I defined a pbuffer to contain depth values for a rendered scene, this pbuffer is bound as texture, but how do I access the depth values within my fragment program.
I read something about a comparison value in the q coordinate of the vec3 that accesses the sampler but all I want to do is to read the depth value from my texture.
If you just want to read the depth value, it’s probably safer to use texture2D instead of shadow2D. shadow2D reads the depth value like texture2D, but then also does a depth comparison.

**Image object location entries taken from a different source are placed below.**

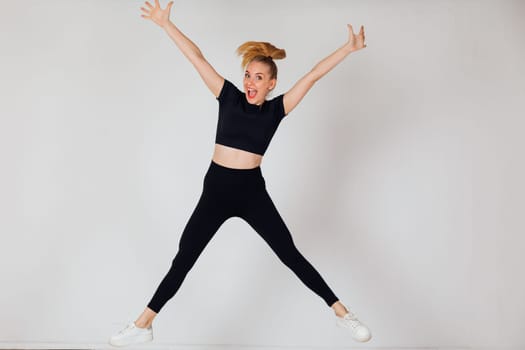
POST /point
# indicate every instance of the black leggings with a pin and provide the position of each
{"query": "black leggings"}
(229, 192)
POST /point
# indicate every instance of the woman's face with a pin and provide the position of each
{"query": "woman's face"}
(257, 82)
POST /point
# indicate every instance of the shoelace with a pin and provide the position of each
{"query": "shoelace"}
(354, 322)
(129, 326)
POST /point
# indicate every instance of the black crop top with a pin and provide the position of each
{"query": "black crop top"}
(244, 125)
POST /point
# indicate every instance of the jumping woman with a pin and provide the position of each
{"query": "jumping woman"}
(233, 184)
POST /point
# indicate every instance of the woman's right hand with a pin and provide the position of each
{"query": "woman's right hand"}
(156, 14)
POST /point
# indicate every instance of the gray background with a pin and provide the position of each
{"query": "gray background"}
(400, 175)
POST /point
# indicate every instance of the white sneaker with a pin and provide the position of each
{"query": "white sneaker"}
(360, 332)
(132, 335)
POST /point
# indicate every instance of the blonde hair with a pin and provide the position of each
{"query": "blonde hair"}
(260, 51)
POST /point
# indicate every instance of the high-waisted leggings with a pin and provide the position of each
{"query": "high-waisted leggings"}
(229, 192)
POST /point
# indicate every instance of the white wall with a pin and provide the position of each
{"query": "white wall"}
(400, 175)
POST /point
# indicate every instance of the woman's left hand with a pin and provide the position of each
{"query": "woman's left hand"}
(356, 42)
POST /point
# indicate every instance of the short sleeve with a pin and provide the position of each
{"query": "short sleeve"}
(228, 91)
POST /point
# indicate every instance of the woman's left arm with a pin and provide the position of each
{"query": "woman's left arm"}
(292, 98)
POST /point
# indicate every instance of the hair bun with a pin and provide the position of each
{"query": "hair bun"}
(251, 49)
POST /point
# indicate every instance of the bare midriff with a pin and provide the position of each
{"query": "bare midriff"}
(235, 158)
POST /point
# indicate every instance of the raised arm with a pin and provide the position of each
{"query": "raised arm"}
(298, 91)
(213, 80)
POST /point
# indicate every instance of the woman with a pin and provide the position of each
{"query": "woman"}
(233, 184)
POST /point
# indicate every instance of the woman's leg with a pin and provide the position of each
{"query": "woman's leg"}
(261, 213)
(207, 217)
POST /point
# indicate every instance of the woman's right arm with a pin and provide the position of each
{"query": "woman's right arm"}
(213, 80)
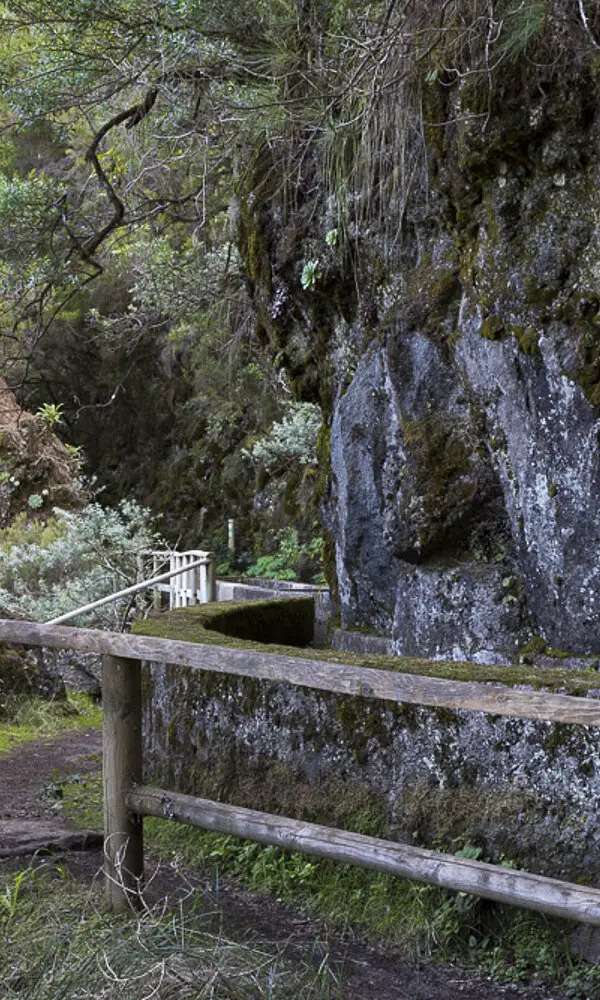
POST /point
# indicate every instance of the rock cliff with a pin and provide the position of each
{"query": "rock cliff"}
(459, 371)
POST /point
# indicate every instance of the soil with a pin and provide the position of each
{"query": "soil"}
(30, 821)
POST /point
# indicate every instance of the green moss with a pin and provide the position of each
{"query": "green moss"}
(559, 735)
(492, 328)
(537, 644)
(34, 719)
(528, 339)
(197, 625)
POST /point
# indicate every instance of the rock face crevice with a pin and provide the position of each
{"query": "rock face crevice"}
(462, 497)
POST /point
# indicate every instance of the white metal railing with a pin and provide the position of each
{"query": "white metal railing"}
(196, 569)
(192, 577)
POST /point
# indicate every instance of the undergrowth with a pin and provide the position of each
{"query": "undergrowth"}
(33, 718)
(424, 921)
(57, 942)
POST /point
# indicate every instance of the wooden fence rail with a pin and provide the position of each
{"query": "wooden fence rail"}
(126, 800)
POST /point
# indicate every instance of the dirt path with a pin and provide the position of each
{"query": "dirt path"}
(29, 819)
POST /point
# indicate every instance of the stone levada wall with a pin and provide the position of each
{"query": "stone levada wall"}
(522, 791)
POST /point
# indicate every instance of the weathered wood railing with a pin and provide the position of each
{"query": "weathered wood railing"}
(127, 800)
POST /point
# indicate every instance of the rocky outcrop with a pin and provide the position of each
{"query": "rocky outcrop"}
(460, 379)
(37, 471)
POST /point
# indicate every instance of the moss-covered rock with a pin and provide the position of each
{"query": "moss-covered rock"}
(520, 790)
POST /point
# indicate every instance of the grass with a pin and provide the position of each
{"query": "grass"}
(58, 943)
(424, 921)
(34, 719)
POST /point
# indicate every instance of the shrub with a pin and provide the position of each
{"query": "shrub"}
(75, 558)
(294, 439)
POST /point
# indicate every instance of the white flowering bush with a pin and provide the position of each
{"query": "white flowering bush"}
(293, 440)
(76, 558)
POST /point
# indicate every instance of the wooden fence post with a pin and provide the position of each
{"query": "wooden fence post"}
(122, 768)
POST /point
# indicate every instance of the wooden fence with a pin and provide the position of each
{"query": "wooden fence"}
(127, 799)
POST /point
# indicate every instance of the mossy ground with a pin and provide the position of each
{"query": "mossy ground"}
(33, 718)
(501, 941)
(202, 624)
(58, 941)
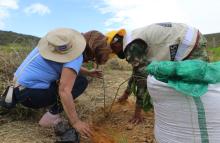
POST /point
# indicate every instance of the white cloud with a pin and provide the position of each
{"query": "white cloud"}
(37, 8)
(131, 14)
(9, 4)
(5, 7)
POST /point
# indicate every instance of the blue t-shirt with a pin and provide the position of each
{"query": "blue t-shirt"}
(39, 73)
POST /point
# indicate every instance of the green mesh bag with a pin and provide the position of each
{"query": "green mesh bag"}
(190, 77)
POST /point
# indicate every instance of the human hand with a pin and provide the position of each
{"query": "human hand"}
(95, 73)
(124, 97)
(83, 128)
(137, 117)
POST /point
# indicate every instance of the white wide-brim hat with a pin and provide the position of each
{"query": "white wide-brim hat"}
(62, 45)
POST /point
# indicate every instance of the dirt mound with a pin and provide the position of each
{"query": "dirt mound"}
(100, 136)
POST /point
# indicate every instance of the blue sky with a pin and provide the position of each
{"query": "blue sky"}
(37, 17)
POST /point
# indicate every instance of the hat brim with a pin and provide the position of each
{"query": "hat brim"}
(78, 43)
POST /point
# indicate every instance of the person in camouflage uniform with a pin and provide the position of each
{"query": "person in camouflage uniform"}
(161, 41)
(139, 52)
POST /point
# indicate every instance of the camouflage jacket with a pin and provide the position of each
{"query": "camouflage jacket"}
(137, 83)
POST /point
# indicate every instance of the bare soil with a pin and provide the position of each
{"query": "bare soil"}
(114, 128)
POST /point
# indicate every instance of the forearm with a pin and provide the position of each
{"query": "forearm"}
(84, 71)
(69, 107)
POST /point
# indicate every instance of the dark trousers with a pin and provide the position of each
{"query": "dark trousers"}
(38, 98)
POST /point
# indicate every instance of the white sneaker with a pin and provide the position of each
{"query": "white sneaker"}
(49, 120)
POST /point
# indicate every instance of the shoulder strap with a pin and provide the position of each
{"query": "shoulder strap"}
(22, 69)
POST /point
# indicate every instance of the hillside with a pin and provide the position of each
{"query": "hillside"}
(9, 37)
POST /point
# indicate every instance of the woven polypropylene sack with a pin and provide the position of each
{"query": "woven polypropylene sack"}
(185, 119)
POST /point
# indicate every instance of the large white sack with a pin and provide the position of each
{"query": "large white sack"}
(184, 119)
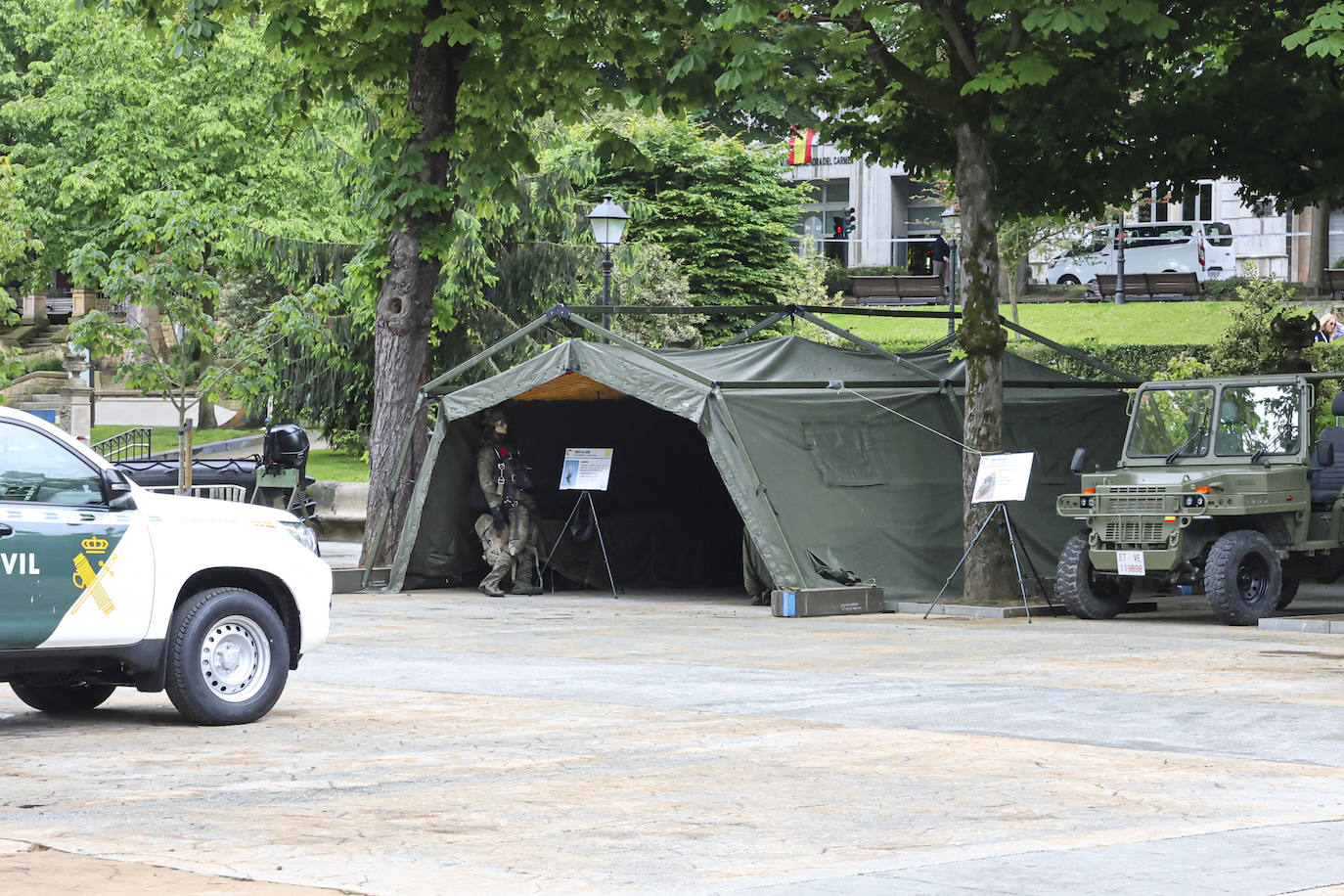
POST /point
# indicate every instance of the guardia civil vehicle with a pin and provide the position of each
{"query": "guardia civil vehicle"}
(1219, 492)
(104, 583)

If you don’t have your shadow texture set up for depth comparisons, then I think shadow2D will behave just like texture2D by not doing the comparison. However, this is not a clean way to do things and I don’t know if you can expect all drivers to behave this way.
I haven’t read anything that says GL_DEPTH_COMPONENT textures must be accessed with samplerDShadow. samplerD should also work. There’s one good way to find out, though.

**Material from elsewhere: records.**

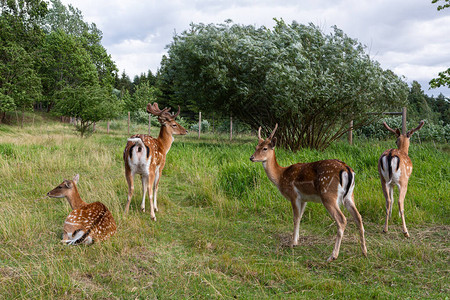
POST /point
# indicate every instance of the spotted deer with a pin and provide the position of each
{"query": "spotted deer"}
(395, 168)
(330, 182)
(87, 223)
(146, 156)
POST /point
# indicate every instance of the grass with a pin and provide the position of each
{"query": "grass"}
(222, 229)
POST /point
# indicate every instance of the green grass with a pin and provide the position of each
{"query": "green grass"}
(222, 229)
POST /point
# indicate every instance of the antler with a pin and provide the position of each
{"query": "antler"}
(178, 112)
(273, 132)
(390, 129)
(154, 109)
(421, 123)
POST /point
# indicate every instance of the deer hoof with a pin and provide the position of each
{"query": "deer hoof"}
(331, 258)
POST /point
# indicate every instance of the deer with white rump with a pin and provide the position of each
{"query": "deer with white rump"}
(146, 156)
(395, 168)
(87, 223)
(330, 182)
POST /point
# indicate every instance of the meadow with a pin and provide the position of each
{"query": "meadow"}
(222, 229)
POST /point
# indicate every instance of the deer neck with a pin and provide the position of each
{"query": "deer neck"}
(75, 200)
(404, 147)
(166, 138)
(273, 170)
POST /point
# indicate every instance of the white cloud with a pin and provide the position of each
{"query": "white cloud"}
(409, 37)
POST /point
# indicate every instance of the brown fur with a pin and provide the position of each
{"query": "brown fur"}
(92, 222)
(155, 157)
(321, 181)
(404, 166)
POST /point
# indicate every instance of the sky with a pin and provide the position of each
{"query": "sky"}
(409, 37)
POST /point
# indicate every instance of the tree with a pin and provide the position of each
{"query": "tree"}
(442, 80)
(311, 83)
(446, 4)
(19, 82)
(65, 63)
(418, 104)
(70, 20)
(20, 36)
(88, 103)
(137, 102)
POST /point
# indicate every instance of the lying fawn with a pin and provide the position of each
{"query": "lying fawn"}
(330, 182)
(87, 223)
(395, 167)
(146, 156)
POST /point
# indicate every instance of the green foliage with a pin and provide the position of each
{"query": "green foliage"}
(20, 85)
(88, 103)
(70, 20)
(442, 80)
(143, 95)
(213, 239)
(445, 4)
(430, 132)
(309, 82)
(205, 126)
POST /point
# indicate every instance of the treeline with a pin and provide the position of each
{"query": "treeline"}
(309, 82)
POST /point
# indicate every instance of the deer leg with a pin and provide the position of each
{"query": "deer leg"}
(350, 206)
(401, 207)
(155, 188)
(130, 182)
(144, 179)
(387, 189)
(333, 208)
(298, 208)
(151, 182)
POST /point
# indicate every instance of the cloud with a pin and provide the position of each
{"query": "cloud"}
(409, 37)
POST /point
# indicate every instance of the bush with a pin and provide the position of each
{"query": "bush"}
(205, 126)
(429, 132)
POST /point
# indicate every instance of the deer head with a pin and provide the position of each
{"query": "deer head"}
(403, 139)
(64, 189)
(165, 118)
(265, 148)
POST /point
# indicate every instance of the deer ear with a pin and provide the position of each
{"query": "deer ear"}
(273, 142)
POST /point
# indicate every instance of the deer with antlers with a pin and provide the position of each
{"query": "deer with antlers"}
(395, 168)
(87, 223)
(330, 182)
(146, 156)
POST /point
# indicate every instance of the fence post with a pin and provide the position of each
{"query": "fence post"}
(350, 133)
(149, 123)
(404, 120)
(128, 123)
(199, 123)
(231, 127)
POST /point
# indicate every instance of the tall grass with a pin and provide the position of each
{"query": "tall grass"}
(222, 228)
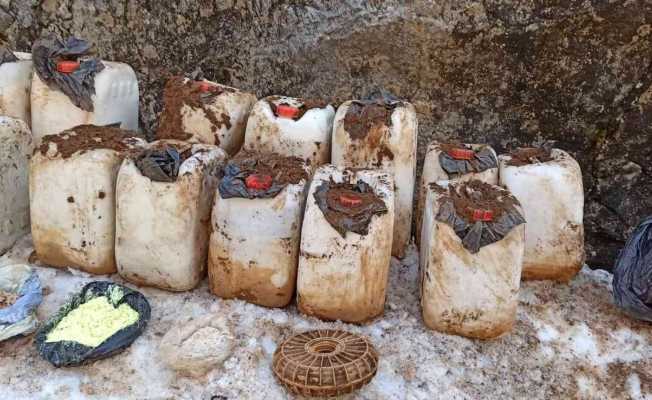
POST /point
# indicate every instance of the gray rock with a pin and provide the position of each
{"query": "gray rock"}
(508, 73)
(195, 347)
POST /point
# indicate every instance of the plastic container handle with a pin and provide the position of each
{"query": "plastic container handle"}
(258, 181)
(67, 67)
(461, 154)
(350, 200)
(483, 215)
(285, 111)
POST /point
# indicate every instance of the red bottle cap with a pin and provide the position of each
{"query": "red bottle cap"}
(483, 215)
(285, 111)
(67, 67)
(206, 86)
(350, 200)
(258, 181)
(461, 154)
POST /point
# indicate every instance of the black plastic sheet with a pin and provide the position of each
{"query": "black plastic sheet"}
(68, 353)
(482, 161)
(349, 219)
(79, 85)
(7, 55)
(632, 283)
(477, 234)
(160, 165)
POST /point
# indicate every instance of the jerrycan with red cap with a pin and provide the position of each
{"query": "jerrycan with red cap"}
(472, 246)
(457, 162)
(346, 244)
(15, 83)
(256, 228)
(70, 87)
(291, 127)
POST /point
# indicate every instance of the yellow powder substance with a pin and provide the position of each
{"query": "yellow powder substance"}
(93, 322)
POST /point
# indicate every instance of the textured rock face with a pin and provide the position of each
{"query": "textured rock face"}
(578, 73)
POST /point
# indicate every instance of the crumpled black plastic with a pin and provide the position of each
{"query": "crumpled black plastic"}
(68, 353)
(7, 55)
(475, 235)
(233, 182)
(160, 165)
(632, 283)
(79, 85)
(349, 219)
(483, 160)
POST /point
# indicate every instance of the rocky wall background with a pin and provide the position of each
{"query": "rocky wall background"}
(577, 73)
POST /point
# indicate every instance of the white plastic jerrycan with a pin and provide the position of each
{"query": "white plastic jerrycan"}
(163, 204)
(346, 244)
(256, 229)
(15, 150)
(72, 196)
(549, 186)
(68, 89)
(205, 112)
(291, 127)
(381, 134)
(471, 257)
(15, 84)
(455, 162)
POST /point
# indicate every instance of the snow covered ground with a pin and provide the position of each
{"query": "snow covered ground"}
(569, 342)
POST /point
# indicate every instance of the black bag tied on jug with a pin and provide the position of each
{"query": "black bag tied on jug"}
(52, 59)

A depth texture is stored as one channel, but that same value is duplicated into all four channels when you read it into your shader. At least, that’s what I have observed. Again, just try it and see what you get.

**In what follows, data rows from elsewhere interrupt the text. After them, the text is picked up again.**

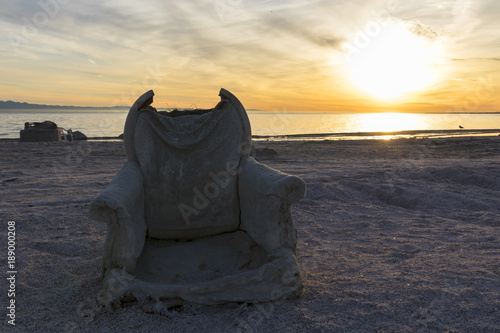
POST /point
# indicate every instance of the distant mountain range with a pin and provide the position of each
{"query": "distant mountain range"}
(27, 106)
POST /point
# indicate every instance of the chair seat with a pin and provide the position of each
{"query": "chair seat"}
(201, 260)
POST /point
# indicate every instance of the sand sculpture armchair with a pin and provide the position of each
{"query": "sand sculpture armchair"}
(192, 216)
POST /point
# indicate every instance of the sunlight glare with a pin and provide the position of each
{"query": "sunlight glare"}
(394, 62)
(389, 122)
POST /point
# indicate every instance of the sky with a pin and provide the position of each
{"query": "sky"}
(340, 56)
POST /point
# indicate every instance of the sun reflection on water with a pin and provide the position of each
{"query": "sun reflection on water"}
(389, 122)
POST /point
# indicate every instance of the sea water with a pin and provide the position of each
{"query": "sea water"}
(278, 125)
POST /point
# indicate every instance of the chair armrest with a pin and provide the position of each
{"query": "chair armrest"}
(124, 192)
(266, 196)
(121, 206)
(263, 180)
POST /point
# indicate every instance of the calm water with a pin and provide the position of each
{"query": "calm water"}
(335, 125)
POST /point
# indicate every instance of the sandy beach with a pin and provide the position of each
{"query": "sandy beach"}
(393, 236)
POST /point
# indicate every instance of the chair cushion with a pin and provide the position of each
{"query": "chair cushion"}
(190, 162)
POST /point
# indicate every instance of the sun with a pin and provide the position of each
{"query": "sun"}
(394, 62)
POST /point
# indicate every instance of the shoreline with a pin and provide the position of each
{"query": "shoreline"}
(413, 134)
(393, 235)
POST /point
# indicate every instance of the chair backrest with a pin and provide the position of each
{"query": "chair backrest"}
(190, 162)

mogumbo is correct, when you read from a depth texture, the r, g, b, a (or x, y, z, w, etc) components will all be set to the same value.
The value itself will lie in the range 0 to 1, with 0 being the near clip plane, and 1 the far clip plane, but note that the value is non-linear. If you want to convert it to a true scene depth value, you’ll need to pull a few values out of the projection matrix and do some calculations.
my idea was to use the depth value in conjunction with some point in viewport coordinates (x,y) to form (x,y,depth,1) and transform them back to world space
Originally posted by powerpad: my idea was to use the depth value in conjunction with some point in viewport coordinates (x,y) to form (x,y,depth,1) and transform them back to world space
That’s a better (amd more generic) way of putting it
What I was trying to say is that if you don’t need the world x/y coordinates, you can transform just the Z, and for that you just need a two values from the projection matrix.
Either way, if I remember correctly, the Z value ends up in the range -1 and 1 after being multiplied by the projection matrix (anything else is outside the near and far clipping planes). This value is then mapped to the range 0 - 1 before it’s stored in the depth buffer. So it you read a depth buffer value, you will need to do a
z = z * 2 - 1
before you reproject it back to world coordinates.